Address
- Ameenee Magu Kulhudhuffushi, Haa Dhaalu Atoll Maldives

Information
- Motto: Disciplined and Determined
- Founded: 1997
- Principal: Aminath Mohamed
- Grades: 1-12

= Jalaluddin School =

School in Kulhudhuffushi, Haa Dhaalu Atoll, Maldives

Jalaluddin School, (ޖަލާލުއްދީން ސްކޫލް, also spelled Jalaaluddin and formerly known as Northern Secondary School) is a school in Kulhudhuffushi, Haa Dhaalu Atoll, Maldives. It teaches grades 1–12. Jalaluddin students have been among those receiving the President's Medal for achieving first place in the world top ten in A level examinations. The school had also produced athletes and had participated in activities. It also offers courses in vocational education.

== History ==
It was named after Sheikh Abdullah Jalaluddin. It opened on 15 February 1998 with a hall and 10 class rooms, a library, school office and a supervisor room. Starting with fewer than 200 students, it is now one of the most recognized and established schools in the Maldives.

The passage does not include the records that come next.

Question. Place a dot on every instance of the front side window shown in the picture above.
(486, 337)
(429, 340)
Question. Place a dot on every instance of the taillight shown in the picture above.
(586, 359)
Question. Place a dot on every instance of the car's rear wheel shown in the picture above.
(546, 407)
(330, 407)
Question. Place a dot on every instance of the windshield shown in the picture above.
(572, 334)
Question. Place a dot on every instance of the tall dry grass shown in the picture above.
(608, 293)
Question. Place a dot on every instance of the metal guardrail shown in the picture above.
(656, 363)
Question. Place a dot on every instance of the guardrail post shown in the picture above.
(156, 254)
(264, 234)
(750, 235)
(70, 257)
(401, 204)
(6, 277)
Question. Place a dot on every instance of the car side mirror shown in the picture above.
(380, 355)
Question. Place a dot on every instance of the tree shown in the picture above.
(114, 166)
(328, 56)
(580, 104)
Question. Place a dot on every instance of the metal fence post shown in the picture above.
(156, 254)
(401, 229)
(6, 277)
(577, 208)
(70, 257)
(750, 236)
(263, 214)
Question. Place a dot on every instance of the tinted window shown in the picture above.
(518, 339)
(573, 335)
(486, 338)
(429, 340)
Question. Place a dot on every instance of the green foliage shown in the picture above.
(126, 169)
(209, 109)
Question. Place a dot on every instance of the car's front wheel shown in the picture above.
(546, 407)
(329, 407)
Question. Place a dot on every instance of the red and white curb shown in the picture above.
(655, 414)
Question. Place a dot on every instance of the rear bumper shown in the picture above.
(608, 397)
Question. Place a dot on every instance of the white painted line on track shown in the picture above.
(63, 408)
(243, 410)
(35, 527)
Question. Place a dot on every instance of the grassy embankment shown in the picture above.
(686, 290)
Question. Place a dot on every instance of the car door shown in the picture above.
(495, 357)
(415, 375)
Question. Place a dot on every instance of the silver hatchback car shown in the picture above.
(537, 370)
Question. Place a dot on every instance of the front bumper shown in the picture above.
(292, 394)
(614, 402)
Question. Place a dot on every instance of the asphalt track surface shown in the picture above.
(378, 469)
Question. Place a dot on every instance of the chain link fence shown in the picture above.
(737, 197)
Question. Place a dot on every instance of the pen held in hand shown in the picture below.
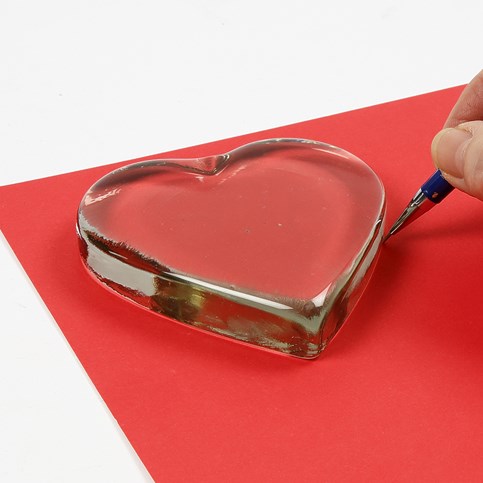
(432, 192)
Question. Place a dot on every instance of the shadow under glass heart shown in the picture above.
(270, 244)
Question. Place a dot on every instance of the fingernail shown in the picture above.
(448, 149)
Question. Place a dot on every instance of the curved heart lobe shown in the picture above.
(269, 244)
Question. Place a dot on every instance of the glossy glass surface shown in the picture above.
(270, 244)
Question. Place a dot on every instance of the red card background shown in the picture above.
(397, 396)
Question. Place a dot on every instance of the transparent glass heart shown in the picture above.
(270, 244)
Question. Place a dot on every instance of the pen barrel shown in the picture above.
(436, 188)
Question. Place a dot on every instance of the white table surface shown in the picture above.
(94, 82)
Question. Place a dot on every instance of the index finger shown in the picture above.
(469, 106)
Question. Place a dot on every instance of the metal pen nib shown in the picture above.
(434, 190)
(416, 207)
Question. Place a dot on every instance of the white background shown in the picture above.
(94, 82)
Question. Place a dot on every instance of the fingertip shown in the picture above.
(447, 150)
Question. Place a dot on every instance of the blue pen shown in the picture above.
(432, 192)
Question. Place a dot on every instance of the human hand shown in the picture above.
(457, 150)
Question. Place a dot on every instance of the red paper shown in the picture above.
(397, 396)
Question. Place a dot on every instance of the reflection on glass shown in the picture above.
(271, 243)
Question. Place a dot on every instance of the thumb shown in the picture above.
(458, 153)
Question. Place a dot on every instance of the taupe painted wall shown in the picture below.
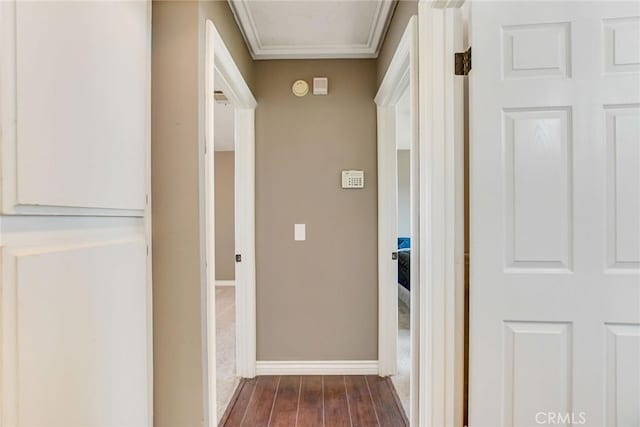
(403, 12)
(224, 211)
(219, 12)
(177, 101)
(317, 299)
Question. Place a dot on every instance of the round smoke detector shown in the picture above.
(300, 88)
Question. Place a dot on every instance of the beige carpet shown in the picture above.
(401, 381)
(226, 381)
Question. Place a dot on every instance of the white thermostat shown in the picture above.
(352, 179)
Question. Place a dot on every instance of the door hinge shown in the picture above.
(463, 63)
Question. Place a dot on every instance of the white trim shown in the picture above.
(259, 50)
(442, 219)
(219, 63)
(401, 75)
(317, 367)
(225, 283)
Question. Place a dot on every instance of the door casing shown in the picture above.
(218, 61)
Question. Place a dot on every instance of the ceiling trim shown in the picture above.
(258, 50)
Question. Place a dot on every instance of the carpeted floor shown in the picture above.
(401, 381)
(226, 381)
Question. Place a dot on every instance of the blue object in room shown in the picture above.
(404, 242)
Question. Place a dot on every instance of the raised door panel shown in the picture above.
(74, 327)
(538, 188)
(76, 132)
(623, 186)
(538, 367)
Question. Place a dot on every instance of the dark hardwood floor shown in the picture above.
(310, 401)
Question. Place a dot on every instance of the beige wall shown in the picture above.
(219, 12)
(177, 331)
(177, 125)
(225, 231)
(317, 299)
(404, 11)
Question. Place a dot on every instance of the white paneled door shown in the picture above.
(555, 214)
(75, 312)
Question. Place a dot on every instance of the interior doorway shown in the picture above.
(402, 379)
(224, 199)
(398, 208)
(229, 232)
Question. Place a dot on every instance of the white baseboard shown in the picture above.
(317, 367)
(225, 282)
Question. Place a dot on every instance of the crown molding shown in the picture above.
(245, 20)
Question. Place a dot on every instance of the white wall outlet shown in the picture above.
(320, 86)
(300, 232)
(352, 179)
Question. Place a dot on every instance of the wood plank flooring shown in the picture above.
(315, 401)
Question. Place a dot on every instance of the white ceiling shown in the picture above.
(299, 29)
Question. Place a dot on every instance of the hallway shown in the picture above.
(308, 401)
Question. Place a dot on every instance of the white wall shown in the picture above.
(404, 193)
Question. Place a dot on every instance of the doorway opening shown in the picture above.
(398, 208)
(402, 379)
(224, 200)
(229, 231)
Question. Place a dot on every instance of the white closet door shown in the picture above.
(75, 306)
(75, 78)
(555, 214)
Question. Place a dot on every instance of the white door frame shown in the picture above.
(401, 75)
(442, 214)
(218, 60)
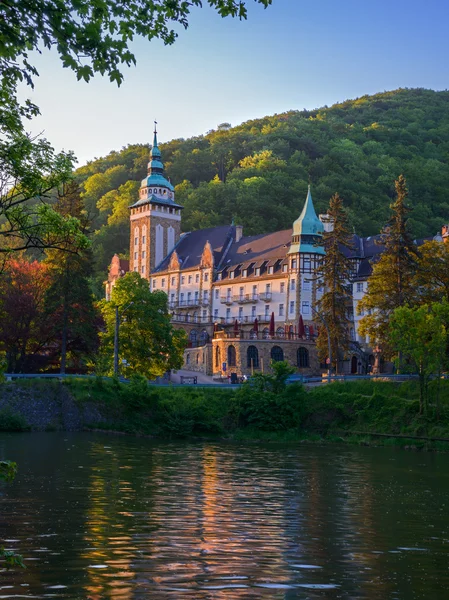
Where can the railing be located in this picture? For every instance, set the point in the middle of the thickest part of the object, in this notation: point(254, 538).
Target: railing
point(265, 335)
point(246, 298)
point(183, 318)
point(265, 296)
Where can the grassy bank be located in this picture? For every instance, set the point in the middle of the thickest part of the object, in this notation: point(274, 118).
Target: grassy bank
point(267, 410)
point(270, 410)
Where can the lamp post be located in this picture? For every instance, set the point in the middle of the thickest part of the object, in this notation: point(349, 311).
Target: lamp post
point(329, 347)
point(116, 336)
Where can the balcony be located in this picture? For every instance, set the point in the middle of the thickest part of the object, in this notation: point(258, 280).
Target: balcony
point(183, 318)
point(188, 303)
point(246, 298)
point(265, 296)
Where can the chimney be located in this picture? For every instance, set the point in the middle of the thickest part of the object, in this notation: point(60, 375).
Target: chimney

In 2002, higher secondary education was introduced.

By 2004, it offered O Levels through Cambridge International Examinations and A Levels through Edexcel.

In 2019, primary grades were introduced.

In July 2022, the Ministry of Education hired a contractor to build more classrooms in Jalaluddin. In October 2022, Dhiraagu provided computer systems, furniture, gym exercise balls, books and puzzles and other resources to the school's Special Education Unit.

In 2023, on the occasion of Jalaluddin's Silver jubilee, Jalaluddin's Leading teacher Mohammad Hussain wrote a book about historical information aout the school, former principals and staff members, school achievements, best all-rounder students, photographs of the school and more.